Election 2019: School Board candidate Redrup stresses teacher retention, inclusive curricula

Rina Redrup addresses friends and supporters at her Monday evening campaign kickoff at Edmonds’ City Park.

Rina Redrup, one of four candidates seeking to fill position 5 on Edmonds School District Board, officially kicked off her campaign Monday evening in front of a group of supporters, friends and family at Edmonds’ City Park. Position 5 is currently held by Diana White, who is not seeking re-election. Redrup is facing off against Casey Auve, Lisa Hunnewell, and Nancy Katims.

While each school board director position represents a specific district, they are elected by all voters.
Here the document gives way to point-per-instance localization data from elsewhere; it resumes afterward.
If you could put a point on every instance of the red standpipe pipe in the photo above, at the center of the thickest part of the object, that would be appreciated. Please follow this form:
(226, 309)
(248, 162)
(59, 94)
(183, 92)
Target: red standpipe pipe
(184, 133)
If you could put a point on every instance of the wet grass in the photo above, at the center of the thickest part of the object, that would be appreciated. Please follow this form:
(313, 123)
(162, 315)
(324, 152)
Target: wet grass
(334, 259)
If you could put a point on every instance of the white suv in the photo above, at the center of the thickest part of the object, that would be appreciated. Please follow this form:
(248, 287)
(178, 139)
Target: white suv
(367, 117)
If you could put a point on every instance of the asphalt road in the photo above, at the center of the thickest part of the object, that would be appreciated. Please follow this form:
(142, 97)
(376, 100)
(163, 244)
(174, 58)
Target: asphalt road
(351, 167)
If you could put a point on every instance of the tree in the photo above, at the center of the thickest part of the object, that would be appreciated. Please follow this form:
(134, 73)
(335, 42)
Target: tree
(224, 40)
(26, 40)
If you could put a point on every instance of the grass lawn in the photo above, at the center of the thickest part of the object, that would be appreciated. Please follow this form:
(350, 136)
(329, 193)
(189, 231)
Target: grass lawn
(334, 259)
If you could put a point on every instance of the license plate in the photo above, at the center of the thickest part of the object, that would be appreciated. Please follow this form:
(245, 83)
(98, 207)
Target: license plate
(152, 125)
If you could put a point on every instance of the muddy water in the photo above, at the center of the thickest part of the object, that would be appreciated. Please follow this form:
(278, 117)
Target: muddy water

The two top vote-getters in the upcoming Aug. 6 primary will advance to the November general election.

Redrup was introduced by friend Nicole Sargent, who praised the candidate’s passion for equity and diversity. The two served together on the Meadowdale High School parent resource group when their children were in school.

Supporters listen to Redrup during the Monday event.

“The biggest issue facing the Edmonds School District right now is funding, specifically that teachers and programs are facing cuts,” Redrup began, referring to the cost-cutting proposals resulting in teacher layoffs and various programmatic cuts. “We need to prioritize our resources to retain teachers and programs. I am for reinstating our teachers immediately and providing guarantees that this won’t happen again. I want our teachers to stay here and not feel concern or worry about their jobs. I am hopeful these issues can be resolved by August so we can move on to other important issues.”

High on Redrup’s list of other issues is addressing curriculum inclusion and diversity.

“I believe that the current curriculum for history, literature and sex education lack the perspective of diverse groups and identities,” she explains. “As a school board member, I would advocate for a more comprehensive program of study so that marginalized groups see themselves reflected in what they are taught. Too often we get a one-sided view of the world when we come to school, and when kids don’t see themselves reflected in what they’re taught they feel disenfranchised and not part of the world they’re going into.”

Rina Redrup pauses for a photo with her family. From left: son Ezra Glickman, Redrup, daughter Abbie Glickman, and husband Jason Redrup. Ezra and Abbie both graduates of Meadowdale High School, now attend Oregon State University.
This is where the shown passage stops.